Hal itu berbeda dengan situasi yang tertib (order). Tertib mempunyai makna tidak kacau. Situasi semacam itu dapat dicapai meskipun di dalamnya terdapat penindasan oleh yang kuat terhadap yang lemah atau adanya ketidakseimbangan perlindungan. Dalam situasi yang tertib mungkin secara agregat masyarakat itu makmur tetapi kemakmuran itu tidak dinikmati secara seimbang oleh setiap individu yang menjadi warga masyarakat itu. Di dalam kehidupan bermasyarakat semacam itu mungkin sekali terdapat kesenjangan. Sebaliknya, dalam situasi damai sejahtera, perbedaan selalu ada tetapi tidak sampai menimbulkan kesenjangan. Demikian juga, dalam suasana yang tertib, tidak dimungkinkan adanya perbedaan pendapat karena hal itu akan mengganggu ketertiban. Dalam situasi damai sejahtera, perbedaan pendapat diarahkan kepada pencapaian kualitas kehidupan yang lebih tinggi bukan dipadamkan. Oleh karena itulah dalam suatu masyarakat yang membutuhkan ketertiban, pemerintah akan bersikap represif dan otoriter.

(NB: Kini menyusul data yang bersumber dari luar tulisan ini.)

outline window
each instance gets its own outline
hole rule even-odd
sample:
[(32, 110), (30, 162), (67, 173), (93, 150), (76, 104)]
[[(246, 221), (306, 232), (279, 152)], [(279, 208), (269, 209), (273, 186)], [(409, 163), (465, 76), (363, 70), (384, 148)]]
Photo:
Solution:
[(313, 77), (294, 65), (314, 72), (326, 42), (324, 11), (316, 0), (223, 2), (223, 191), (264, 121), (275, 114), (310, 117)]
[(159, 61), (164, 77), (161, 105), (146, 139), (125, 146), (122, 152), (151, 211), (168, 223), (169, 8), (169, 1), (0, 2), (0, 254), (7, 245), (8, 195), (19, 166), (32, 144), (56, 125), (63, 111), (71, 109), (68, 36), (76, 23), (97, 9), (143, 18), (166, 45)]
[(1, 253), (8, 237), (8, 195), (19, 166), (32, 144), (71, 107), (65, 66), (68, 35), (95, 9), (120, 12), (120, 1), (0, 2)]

Hukum harus dapat menciptakan damai sejahtera, bukan ketertiban. Damai sejahtera inilah yang merupakan tujuan hukum. Dalam situasi damai sejahtera hukum melindungi kepentingan-kepentingan manusia baik secara materiil maupun immateriil dari perbuatan-perbuatan yang merugikan. Mengenai kepentingan kepentingan yang ada dalam masyarakat ini, Roscoe Pound membedakan antara kepentingan pribadi, kepentingan publik, dan kepentingan sosial. Kepentingan pribadi berupa keinginan seseorang mengenai hal hal yang bersifat pribadi, misalnya perkawinan. Kepentingan publik bersangkut paut dengan kehidupan kenegaraan, misalnya hak pilih dalam pemilihan umum. Sedangkan kepentingan sosial menyangkut kehidupan sosial, misalnya pemeliharaan moral. Berdasarkan apa yang dikemukakan oleh Roscoe Pound ini terlihat bahwa dalam menentukan kepentingan yang mana yang harus dilindungi oleh hukum, pertimbangan subjektif memagang peranan penting dengan mengingat faktor-faktor politik, ekonomi, sosial, dan agama. Oleh karena itulah dapat difahami kalau L.J. van Apeldoorn menyatakan bahwa usulan mengenai daftar kepentingan yang dilindungi tidak lain dari pada usulan yang timbul dari agenda politik. Tidak dapat disangkal bahwa bahwa penilaian subjektif mewarnai pertimbangan kepentingan apa yang harus diprioritaskan dan mana yang harus dikorbankan. Dalam memutuskan hal itu tidak terdapat suatu ukuran yang bersifat objektif.
Meskipun tidak mungkin diperoleh ukuran yang benar-benar objektif artinya tidak terdapat subjektivitas sama sekali dalam memutuskan kepentingan mana yang diprioritaskan, setidak-tidaknya harus diperoleh ukuran yang mendekati objektivitas. Dalam hal inilah filsafat hukum dapat menjadi pedoman.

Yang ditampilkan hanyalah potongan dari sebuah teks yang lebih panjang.